The Hidden Benefits of Open Data

Open data is great! Open data can allow for better meta-analyses and follow-up studies, and can provide great opportunities for improving methods (which I’ve been doing quite a bit of lately). Something that really set in recently though, is that open data can be an amazing resource for teaching.

When writing my textbook, I wanted to use real data from published papers in the examples, with the goal being to re-make figures from those papers as the exercises in the book. (More about how I ended up writing a textbook in a later post.) However, I did most of the dataset hunting back in 2011 and 2012, and I was hard pressed to find real data to use. I made it work and found data from a few different subfields of psychology, but it was much more difficult than I would’ve liked. Later on I gave a few workshops and found some better datasets, but things were still difficult. Open data has become much more prominent in the last few years though, at least compared to how things were then. More recently, at Neurohackweek we had a great tutorial on MRI image processing, using open data from the Human Connectome Project [link].

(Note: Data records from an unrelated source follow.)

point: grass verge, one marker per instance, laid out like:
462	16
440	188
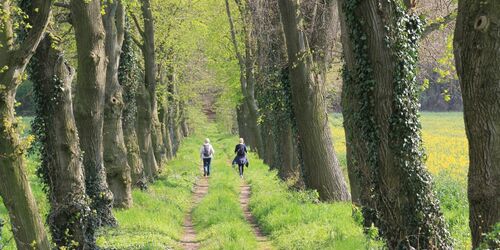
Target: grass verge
156	218
219	216
295	220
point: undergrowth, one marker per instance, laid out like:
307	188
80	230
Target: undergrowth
219	216
295	220
156	218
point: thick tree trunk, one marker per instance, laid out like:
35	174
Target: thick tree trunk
150	72
322	169
144	133
62	167
89	103
15	190
272	82
129	80
247	80
14	187
167	139
240	118
477	56
380	103
115	152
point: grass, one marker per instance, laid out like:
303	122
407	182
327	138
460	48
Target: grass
156	218
292	220
219	216
447	160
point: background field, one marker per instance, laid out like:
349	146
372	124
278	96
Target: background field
445	143
444	140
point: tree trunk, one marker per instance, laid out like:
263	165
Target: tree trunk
89	103
115	152
62	168
477	56
15	190
128	78
150	79
322	169
247	80
380	103
167	139
240	118
144	133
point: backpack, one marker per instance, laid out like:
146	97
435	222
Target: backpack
241	151
206	150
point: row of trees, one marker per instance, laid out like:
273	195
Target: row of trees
98	141
283	49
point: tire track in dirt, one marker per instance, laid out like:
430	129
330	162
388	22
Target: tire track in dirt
245	194
189	241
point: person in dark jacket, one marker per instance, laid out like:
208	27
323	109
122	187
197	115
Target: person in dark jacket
241	156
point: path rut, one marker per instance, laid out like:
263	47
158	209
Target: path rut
245	194
189	241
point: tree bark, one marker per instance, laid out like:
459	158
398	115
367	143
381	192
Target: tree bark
144	129
129	80
15	190
62	167
167	139
322	169
247	79
477	56
380	107
115	152
89	103
150	72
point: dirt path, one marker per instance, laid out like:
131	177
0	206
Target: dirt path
245	193
189	241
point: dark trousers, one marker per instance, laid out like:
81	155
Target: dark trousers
206	166
241	167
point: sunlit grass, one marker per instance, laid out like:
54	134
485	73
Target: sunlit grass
445	144
219	216
294	220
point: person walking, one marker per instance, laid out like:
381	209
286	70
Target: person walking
241	156
206	153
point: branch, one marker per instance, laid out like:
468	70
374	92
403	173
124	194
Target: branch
29	45
120	23
137	24
437	25
233	35
62	5
137	42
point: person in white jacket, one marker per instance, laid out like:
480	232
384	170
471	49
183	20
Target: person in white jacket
206	153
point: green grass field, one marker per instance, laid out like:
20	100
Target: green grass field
292	220
447	160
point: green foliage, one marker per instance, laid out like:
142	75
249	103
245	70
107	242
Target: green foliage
422	214
295	220
129	77
2	223
156	218
24	95
491	240
32	162
219	216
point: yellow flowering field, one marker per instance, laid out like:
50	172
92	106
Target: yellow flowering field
447	160
444	141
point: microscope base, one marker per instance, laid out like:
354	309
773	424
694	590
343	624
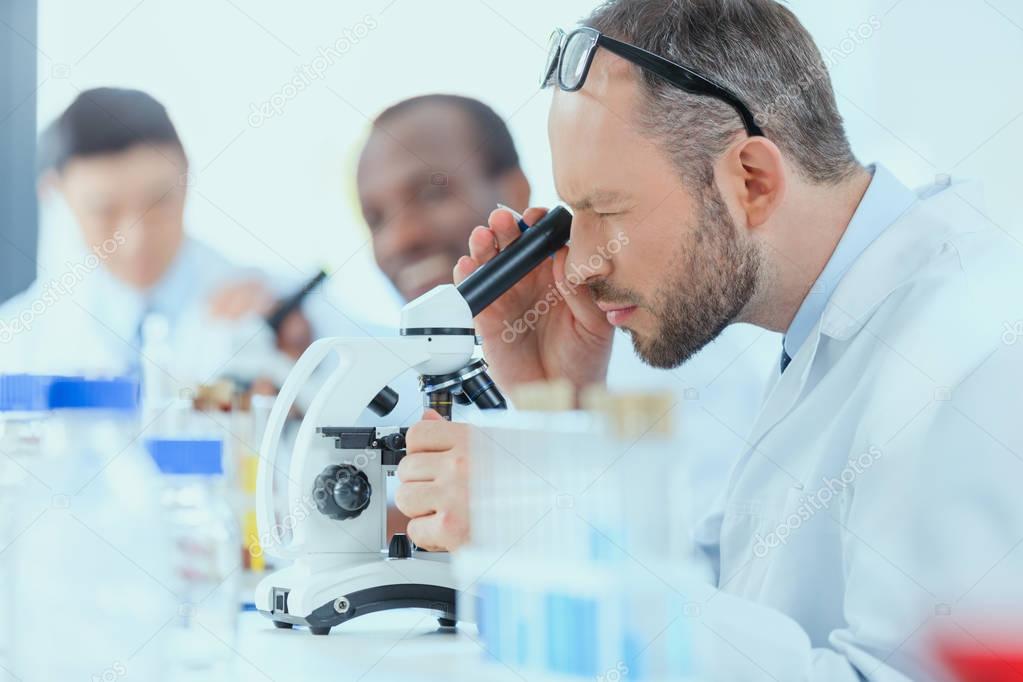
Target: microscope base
322	600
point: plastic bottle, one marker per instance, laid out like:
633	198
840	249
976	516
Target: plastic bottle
24	410
205	557
91	586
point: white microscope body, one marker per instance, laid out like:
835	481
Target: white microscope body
336	511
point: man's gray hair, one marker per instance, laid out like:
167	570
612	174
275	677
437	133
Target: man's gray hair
756	48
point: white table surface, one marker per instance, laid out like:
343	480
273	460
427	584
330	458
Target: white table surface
389	645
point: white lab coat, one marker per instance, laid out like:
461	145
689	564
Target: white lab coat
879	497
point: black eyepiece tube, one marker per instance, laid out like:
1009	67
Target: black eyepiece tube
520	258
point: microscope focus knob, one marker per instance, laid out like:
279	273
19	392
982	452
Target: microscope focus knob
400	547
342	491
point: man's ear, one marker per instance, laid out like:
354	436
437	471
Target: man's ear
756	171
513	187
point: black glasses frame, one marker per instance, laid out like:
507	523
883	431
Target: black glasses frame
681	77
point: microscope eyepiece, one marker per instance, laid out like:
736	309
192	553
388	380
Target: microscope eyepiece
520	258
480	389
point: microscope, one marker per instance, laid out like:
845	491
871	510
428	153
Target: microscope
331	526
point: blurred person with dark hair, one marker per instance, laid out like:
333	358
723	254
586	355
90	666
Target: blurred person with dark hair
117	164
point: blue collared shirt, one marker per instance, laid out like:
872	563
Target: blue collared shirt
885	200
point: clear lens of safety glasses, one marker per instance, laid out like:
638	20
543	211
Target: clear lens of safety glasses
553	49
575	58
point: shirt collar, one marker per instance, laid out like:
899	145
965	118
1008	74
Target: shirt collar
886	198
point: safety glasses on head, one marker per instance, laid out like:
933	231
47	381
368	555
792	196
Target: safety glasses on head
570	54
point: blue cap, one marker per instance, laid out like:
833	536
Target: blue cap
25	393
79	393
202	456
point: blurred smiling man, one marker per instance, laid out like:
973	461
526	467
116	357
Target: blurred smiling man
880	483
432	167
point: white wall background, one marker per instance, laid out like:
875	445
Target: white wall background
933	87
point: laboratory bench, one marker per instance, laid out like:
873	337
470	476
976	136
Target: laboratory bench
385	646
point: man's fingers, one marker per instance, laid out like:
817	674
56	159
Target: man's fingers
416	498
426	533
463	268
504	227
418	466
482	244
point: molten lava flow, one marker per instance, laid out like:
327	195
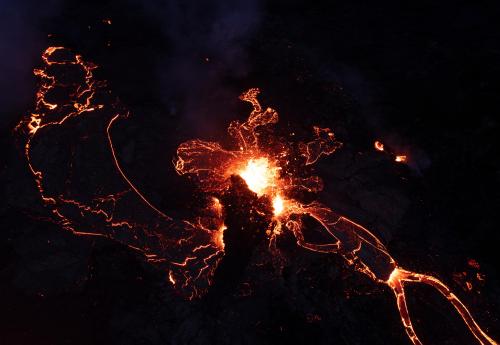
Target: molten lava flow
278	205
378	146
258	175
190	250
400	158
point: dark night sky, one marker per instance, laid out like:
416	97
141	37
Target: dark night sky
424	77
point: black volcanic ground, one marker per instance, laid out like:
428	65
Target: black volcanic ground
424	79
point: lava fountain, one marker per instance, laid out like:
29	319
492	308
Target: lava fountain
273	169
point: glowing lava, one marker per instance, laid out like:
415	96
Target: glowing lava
259	175
190	250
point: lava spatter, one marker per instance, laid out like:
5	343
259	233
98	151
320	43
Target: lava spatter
250	182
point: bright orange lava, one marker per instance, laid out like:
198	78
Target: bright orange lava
259	175
190	250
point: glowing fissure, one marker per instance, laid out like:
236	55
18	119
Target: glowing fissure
199	243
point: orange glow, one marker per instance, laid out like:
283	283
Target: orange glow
278	205
259	175
190	250
400	159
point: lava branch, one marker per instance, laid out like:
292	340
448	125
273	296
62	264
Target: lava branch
163	242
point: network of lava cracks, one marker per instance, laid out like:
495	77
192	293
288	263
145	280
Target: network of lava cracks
190	250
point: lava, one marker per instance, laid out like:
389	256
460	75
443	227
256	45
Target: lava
189	251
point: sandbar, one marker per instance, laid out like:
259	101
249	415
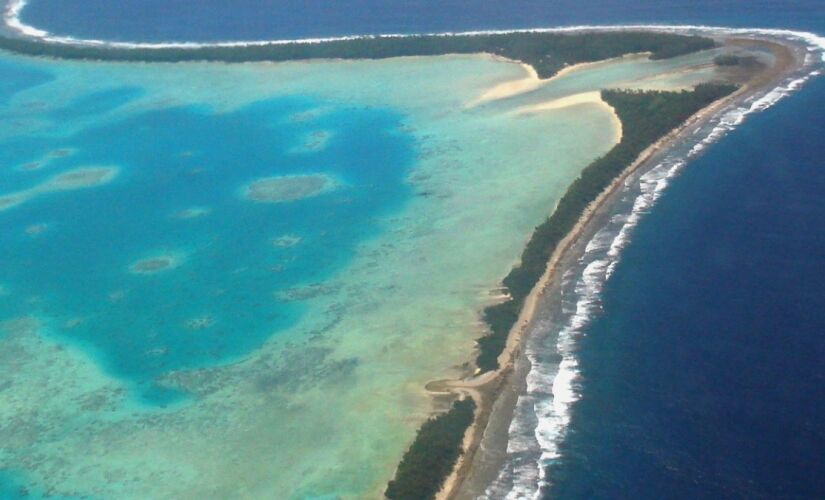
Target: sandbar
80	178
155	264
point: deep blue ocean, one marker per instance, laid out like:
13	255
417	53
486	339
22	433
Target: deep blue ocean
704	375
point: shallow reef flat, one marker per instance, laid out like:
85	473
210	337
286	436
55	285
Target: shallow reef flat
288	188
289	355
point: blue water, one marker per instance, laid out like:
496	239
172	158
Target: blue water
704	375
139	326
213	20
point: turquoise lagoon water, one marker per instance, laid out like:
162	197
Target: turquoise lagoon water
181	170
167	336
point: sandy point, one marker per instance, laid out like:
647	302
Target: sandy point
287	188
156	264
80	178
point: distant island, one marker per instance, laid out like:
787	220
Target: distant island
650	119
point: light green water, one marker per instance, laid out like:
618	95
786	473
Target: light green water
292	419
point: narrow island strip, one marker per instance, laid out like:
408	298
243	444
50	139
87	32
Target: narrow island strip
438	462
651	122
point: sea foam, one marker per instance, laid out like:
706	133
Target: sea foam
543	411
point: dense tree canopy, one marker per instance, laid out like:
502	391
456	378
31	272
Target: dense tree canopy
646	117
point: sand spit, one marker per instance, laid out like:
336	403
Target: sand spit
80	178
191	213
479	464
531	80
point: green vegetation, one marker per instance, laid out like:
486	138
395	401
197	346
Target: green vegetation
432	455
646	117
546	52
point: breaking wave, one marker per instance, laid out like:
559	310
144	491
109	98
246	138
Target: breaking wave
543	410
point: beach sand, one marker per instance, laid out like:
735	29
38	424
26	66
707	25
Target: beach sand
496	392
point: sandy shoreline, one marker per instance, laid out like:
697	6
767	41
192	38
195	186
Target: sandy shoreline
495	392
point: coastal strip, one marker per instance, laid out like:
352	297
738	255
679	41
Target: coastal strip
483	389
486	443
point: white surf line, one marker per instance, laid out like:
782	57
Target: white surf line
14	8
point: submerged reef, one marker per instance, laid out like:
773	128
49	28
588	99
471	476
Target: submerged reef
431	457
288	188
80	178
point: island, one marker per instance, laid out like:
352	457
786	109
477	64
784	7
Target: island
446	459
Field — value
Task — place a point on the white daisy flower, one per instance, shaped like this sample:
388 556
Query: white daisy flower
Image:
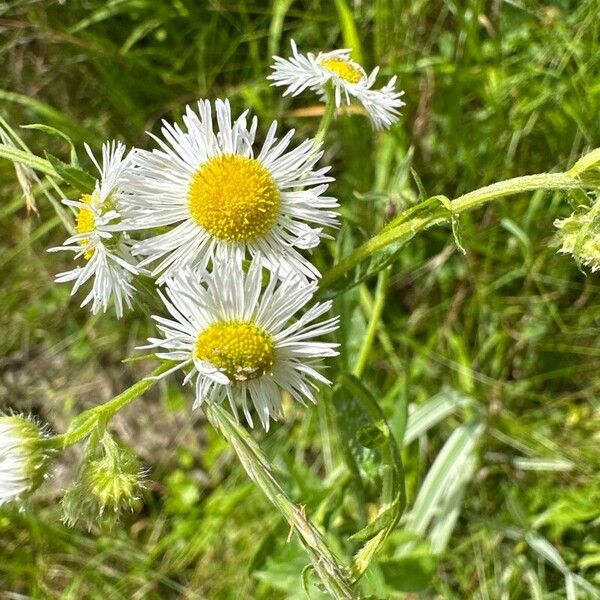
23 461
99 238
241 343
305 71
223 200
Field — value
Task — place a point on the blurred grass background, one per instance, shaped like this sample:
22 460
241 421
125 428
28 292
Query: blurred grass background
494 89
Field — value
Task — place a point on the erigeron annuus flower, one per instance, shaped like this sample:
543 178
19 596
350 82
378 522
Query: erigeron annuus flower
242 343
23 459
579 235
99 239
222 200
349 80
110 482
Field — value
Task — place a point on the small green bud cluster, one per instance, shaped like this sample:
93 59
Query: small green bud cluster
579 235
110 482
24 458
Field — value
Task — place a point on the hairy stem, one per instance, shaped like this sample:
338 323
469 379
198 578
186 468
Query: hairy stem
335 577
87 421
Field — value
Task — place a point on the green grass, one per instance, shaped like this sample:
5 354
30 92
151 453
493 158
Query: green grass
507 334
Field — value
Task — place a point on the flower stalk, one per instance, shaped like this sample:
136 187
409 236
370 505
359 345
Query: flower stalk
439 209
334 577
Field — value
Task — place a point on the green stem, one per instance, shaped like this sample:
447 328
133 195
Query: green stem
431 212
88 420
327 116
380 295
335 577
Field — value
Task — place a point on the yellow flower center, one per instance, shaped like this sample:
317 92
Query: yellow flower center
238 348
85 223
344 68
234 198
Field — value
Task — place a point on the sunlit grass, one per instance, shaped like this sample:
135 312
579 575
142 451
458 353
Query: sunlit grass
497 348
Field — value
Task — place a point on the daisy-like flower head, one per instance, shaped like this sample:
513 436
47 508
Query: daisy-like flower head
306 71
242 343
220 199
23 461
99 239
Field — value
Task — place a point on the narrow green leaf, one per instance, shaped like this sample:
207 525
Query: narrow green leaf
75 177
444 470
432 412
27 158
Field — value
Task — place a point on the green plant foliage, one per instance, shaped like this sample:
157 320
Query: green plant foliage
457 454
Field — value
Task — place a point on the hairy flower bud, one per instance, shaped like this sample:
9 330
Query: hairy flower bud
24 460
579 235
109 483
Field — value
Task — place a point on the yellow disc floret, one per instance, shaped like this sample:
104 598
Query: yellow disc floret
240 349
344 68
234 198
86 222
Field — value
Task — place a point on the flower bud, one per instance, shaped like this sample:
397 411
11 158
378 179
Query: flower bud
110 482
24 460
579 235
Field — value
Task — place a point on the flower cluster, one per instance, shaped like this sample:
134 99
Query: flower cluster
210 215
24 460
347 78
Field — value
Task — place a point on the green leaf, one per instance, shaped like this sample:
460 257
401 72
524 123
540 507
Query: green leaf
393 499
56 133
80 427
26 158
75 177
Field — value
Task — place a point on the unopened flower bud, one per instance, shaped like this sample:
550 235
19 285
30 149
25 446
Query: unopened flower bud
110 482
24 460
579 235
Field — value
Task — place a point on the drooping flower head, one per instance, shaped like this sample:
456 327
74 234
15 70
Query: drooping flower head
23 460
579 235
99 240
303 72
221 198
242 343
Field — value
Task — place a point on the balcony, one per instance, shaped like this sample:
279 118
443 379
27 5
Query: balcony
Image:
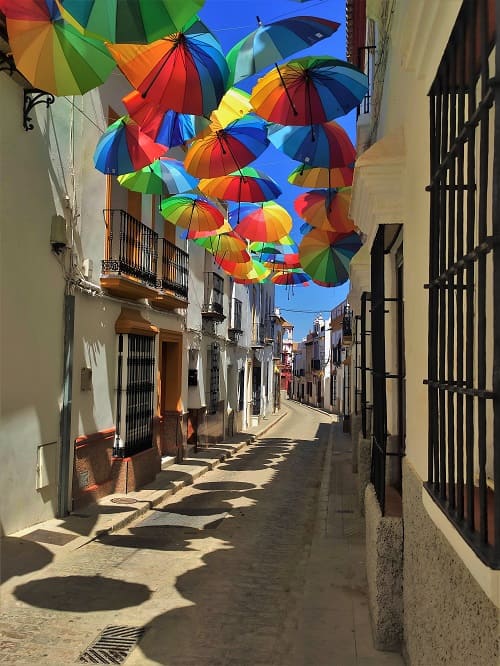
235 328
213 305
129 269
173 277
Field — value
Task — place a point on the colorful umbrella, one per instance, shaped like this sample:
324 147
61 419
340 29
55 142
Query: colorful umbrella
170 128
192 212
248 184
228 247
268 222
309 90
52 54
325 256
184 72
222 150
276 41
130 21
123 148
321 145
314 177
326 209
234 104
165 176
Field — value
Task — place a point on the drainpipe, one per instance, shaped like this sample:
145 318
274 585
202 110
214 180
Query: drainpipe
63 507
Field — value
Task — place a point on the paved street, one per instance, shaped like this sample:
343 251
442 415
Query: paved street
219 575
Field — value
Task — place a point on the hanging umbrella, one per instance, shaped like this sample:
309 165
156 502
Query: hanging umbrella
130 21
123 148
268 222
184 72
326 209
165 176
251 270
226 246
314 177
325 256
51 53
276 41
322 145
192 212
234 104
309 90
170 128
222 150
248 184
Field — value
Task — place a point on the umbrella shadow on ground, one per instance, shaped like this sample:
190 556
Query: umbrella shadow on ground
82 594
20 556
248 580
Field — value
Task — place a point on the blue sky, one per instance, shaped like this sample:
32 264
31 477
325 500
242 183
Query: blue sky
230 21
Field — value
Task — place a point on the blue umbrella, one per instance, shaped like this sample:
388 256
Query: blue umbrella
275 41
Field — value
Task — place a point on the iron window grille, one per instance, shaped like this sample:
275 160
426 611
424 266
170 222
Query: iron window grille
138 387
174 269
464 283
131 249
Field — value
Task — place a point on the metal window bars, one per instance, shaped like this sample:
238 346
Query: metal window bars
464 282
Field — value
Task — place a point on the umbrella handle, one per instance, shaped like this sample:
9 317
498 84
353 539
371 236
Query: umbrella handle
295 112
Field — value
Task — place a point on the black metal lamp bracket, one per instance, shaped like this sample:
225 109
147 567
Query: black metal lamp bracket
32 97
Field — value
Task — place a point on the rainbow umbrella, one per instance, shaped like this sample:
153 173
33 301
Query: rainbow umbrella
164 176
314 89
248 184
326 209
323 145
51 53
130 21
170 128
123 148
226 246
222 150
185 71
267 222
321 177
192 212
325 255
276 41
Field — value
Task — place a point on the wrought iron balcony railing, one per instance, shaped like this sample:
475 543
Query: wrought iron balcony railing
174 264
131 249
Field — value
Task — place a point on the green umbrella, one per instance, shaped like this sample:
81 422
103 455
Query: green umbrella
130 21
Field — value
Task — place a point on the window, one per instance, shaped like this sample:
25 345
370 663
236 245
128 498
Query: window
464 284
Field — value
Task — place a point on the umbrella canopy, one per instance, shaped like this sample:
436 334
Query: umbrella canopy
276 41
322 145
170 128
123 148
325 256
268 222
165 176
185 71
130 21
326 209
321 177
228 247
222 150
309 90
51 53
248 184
192 212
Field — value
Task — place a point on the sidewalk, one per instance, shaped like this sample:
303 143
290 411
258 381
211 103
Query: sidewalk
29 549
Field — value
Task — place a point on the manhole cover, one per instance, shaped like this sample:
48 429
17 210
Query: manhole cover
123 500
46 536
113 645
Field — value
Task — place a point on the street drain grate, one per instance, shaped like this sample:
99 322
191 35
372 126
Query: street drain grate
113 645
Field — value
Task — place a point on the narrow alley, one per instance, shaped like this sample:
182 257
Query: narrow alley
260 562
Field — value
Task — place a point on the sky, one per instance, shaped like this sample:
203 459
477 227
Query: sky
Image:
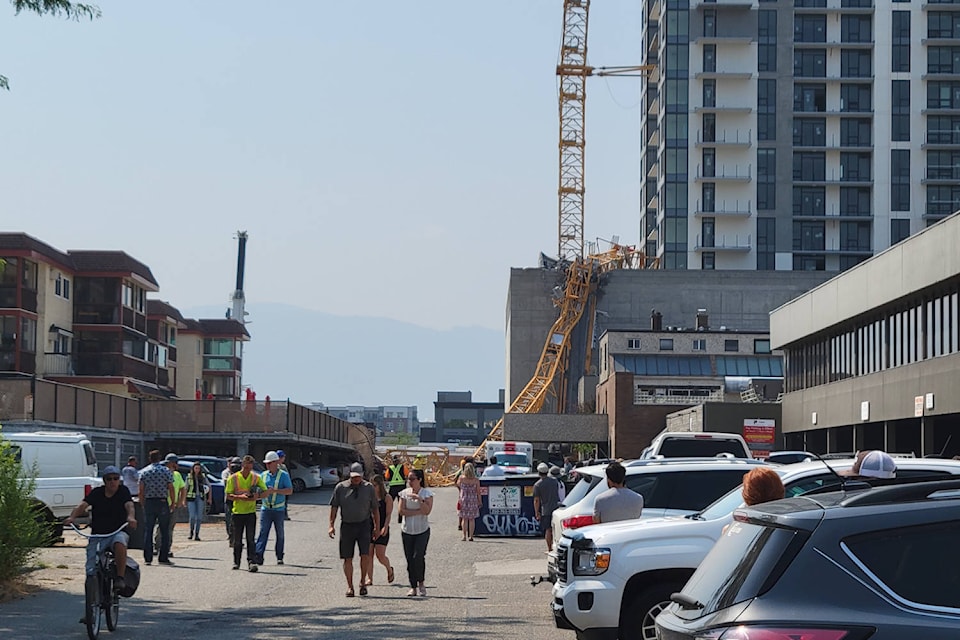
386 159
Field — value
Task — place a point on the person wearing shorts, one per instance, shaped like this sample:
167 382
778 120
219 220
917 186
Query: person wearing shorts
356 501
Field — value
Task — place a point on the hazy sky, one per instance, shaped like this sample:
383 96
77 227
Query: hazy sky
387 159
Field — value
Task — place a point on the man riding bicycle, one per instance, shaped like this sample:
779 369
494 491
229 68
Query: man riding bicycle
112 507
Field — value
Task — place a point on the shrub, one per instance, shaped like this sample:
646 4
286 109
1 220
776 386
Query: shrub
21 531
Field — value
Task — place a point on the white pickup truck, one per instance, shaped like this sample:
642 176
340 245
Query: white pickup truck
613 579
66 471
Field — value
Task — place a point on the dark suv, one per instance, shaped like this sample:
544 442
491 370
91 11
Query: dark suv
877 563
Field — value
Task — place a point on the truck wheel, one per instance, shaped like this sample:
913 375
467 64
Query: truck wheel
636 620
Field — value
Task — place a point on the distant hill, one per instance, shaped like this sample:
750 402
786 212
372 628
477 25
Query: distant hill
311 356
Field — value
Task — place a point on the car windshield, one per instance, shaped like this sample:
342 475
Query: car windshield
512 460
581 489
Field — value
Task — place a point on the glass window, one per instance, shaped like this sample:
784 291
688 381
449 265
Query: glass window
909 561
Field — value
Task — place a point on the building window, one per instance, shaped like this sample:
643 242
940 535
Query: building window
710 58
766 109
766 179
900 179
810 97
767 40
810 63
855 97
766 244
810 132
810 28
899 230
809 201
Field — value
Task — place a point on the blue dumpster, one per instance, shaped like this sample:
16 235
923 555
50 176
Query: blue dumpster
506 507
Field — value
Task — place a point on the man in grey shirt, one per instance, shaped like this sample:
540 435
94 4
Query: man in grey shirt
356 500
546 497
617 502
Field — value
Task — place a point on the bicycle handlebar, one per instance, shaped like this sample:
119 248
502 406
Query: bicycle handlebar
98 535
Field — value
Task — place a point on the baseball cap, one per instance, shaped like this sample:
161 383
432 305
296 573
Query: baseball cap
878 464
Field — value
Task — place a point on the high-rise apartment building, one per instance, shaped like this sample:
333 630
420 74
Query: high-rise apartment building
797 135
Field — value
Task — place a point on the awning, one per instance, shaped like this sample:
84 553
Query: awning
147 389
64 332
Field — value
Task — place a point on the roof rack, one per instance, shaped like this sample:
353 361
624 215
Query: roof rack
891 494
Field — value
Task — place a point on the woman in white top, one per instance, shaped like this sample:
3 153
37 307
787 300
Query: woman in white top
416 503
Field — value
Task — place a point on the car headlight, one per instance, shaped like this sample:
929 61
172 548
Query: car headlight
590 562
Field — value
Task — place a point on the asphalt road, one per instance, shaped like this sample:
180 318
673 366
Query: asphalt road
474 589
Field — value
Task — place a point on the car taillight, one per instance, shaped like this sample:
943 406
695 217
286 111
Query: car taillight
785 633
576 522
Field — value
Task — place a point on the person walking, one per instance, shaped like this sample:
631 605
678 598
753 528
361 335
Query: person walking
469 502
233 466
396 475
199 497
546 497
179 500
416 503
273 506
156 492
617 502
244 488
356 501
381 536
131 477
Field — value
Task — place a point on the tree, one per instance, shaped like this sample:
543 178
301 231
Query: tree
20 530
57 8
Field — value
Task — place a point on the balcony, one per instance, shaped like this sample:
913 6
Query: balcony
58 364
725 138
724 209
723 243
724 173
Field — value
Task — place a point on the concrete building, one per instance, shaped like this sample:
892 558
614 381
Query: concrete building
873 356
854 103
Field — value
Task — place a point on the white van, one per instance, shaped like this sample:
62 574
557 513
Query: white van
696 444
55 454
514 457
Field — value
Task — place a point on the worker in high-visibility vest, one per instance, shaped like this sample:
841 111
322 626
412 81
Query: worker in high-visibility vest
396 477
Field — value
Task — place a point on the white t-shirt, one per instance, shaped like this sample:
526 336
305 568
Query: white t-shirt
415 524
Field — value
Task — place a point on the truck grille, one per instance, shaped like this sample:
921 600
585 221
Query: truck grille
562 553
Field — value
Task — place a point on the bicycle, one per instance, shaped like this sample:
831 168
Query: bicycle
102 599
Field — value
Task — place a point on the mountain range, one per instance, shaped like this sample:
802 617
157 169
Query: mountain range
311 356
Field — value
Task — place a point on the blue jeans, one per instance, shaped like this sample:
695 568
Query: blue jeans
268 517
156 512
196 509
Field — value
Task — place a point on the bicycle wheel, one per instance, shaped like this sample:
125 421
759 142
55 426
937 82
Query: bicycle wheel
92 610
111 603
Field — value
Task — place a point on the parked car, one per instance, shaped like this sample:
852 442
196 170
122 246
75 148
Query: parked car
871 564
686 444
674 486
329 476
644 561
304 476
216 485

The big realization for me was coming across @openstatslab on Twitter. I think this initiative is amazing.

The basic principle is simple, “[using] open data sets from articles published in Psychological Science to help teach introductory statistics.” Kevin McIntyre, the creator of Open Stats Lab, developed activities to go with papers that were published with accompanying open datasets. Activities are categorized by statistical method (e.g., regression vs. ANOVA) and are outlined as discrete learning objectives. The original paper and dataset are linked alongside the activity to make things simple, and teaching intro stats for psychology couldn’t be easier!

…and if all that isn’t enough, showing open science early on could help shift the field towards open science.

It’s great to be able to have these activities available rather than just being stuck with either the textbook resources or delving into the internet to scavenge for open data (like I had to do in the past). Hopefully this post makes more people aware of Open Stats Lab, so more academics can take advantage of this fantastic resource!